How can one reconcile the relative advantages and disadvantages of using something so transformative as gene-editing technology? First, it’s important to distinguish between various degrees of relevance when considering the drawbacks of CRISPR. The uncertainty tied to the readiness of these technologies is by no means intrinsic to its use since our ability to effectively operate on the human genome is purely a matter of empirical circumstance. The potential for serving as the foundation of a modern eugenics’ movement, however, is not something that can be separated from the moral quality of gene-editing technology. This concern, while merely hypothetical, is inherent to the technology itself. In fact, it’s undergirded the entire field of genetic engineering since its conception in the 1950s.

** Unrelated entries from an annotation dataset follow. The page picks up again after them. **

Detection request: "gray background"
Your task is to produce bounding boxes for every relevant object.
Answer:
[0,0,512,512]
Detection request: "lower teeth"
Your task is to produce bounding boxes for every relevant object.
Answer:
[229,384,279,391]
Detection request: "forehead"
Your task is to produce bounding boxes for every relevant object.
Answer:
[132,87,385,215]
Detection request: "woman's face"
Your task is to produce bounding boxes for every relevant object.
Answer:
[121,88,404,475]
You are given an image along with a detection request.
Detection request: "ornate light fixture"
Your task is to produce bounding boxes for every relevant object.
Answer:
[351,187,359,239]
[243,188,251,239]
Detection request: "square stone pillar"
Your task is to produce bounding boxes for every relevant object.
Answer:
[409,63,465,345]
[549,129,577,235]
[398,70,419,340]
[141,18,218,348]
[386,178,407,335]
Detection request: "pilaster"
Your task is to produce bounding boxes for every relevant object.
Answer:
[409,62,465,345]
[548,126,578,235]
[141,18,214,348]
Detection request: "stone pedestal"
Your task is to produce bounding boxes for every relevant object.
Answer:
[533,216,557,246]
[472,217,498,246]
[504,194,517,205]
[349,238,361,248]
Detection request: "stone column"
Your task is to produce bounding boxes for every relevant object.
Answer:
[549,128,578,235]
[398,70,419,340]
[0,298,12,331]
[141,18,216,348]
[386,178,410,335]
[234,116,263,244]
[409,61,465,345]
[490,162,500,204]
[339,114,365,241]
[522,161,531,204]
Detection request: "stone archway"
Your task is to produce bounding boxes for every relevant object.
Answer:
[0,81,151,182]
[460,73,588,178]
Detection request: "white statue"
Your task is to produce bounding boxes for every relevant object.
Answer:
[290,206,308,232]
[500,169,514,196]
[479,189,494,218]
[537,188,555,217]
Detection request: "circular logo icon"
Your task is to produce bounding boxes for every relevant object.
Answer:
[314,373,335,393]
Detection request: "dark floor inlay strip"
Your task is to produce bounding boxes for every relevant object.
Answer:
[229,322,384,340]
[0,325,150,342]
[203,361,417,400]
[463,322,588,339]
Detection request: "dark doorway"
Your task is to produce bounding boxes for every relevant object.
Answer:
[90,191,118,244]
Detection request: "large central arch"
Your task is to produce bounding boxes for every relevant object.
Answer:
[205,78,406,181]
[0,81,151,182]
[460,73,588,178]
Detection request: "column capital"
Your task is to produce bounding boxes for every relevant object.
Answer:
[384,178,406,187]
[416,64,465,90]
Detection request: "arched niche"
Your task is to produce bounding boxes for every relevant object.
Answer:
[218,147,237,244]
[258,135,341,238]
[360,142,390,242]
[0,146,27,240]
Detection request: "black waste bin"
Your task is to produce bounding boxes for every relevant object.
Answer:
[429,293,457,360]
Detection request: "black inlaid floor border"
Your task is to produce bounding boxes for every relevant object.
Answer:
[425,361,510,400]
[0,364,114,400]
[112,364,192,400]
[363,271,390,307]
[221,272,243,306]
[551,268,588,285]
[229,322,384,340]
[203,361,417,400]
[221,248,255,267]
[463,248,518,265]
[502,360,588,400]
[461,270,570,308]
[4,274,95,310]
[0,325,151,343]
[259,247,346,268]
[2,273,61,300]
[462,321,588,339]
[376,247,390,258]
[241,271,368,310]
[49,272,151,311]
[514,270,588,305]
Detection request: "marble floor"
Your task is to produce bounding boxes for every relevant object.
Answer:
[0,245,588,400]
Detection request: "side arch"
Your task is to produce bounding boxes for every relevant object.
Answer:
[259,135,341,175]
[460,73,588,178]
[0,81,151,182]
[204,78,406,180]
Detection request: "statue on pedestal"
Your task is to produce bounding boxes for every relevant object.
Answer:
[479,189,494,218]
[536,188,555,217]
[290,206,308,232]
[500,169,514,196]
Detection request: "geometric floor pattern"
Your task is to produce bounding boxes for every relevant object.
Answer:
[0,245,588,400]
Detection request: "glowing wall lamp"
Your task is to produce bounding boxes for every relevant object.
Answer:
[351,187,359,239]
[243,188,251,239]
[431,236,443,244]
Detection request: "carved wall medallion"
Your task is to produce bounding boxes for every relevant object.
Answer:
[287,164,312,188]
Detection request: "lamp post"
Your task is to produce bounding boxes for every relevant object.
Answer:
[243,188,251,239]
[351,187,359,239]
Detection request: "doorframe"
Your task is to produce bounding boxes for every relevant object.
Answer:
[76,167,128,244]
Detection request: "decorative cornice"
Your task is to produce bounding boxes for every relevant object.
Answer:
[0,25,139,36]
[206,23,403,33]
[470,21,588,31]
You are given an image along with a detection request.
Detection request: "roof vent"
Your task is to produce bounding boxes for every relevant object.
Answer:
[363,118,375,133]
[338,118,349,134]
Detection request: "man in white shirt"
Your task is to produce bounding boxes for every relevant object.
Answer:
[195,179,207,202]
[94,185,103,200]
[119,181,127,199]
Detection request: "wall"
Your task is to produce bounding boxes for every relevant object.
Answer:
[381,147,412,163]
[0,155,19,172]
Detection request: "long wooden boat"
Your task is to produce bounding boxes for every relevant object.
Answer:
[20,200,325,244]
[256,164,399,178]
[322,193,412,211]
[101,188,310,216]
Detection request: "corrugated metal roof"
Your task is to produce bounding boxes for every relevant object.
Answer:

Given that CRISPR poses an imminent threat to the equity of our society, what should we do about its proliferation? Maybe He Jiankui’s lapse in moral judgment was, in retrospect, a good thing. After all, his error did, at the very least, make clear to the scientific community and the world how unprepared we are as a society for things like CRISPR, potentially delaying widespread acceptance of the technology. No matter the answer to this question, gene-editing is undeniably unethical due to its propensity to increase inequality within a society, and thus anyone who willingly pushes the development of the technology would be making a mistake. While those who parade the potential benefits of CRISPR do so out of good intentions, their advocacy is dangerously short-sighted and could contribute to a path of development that is neither safe nor equitable.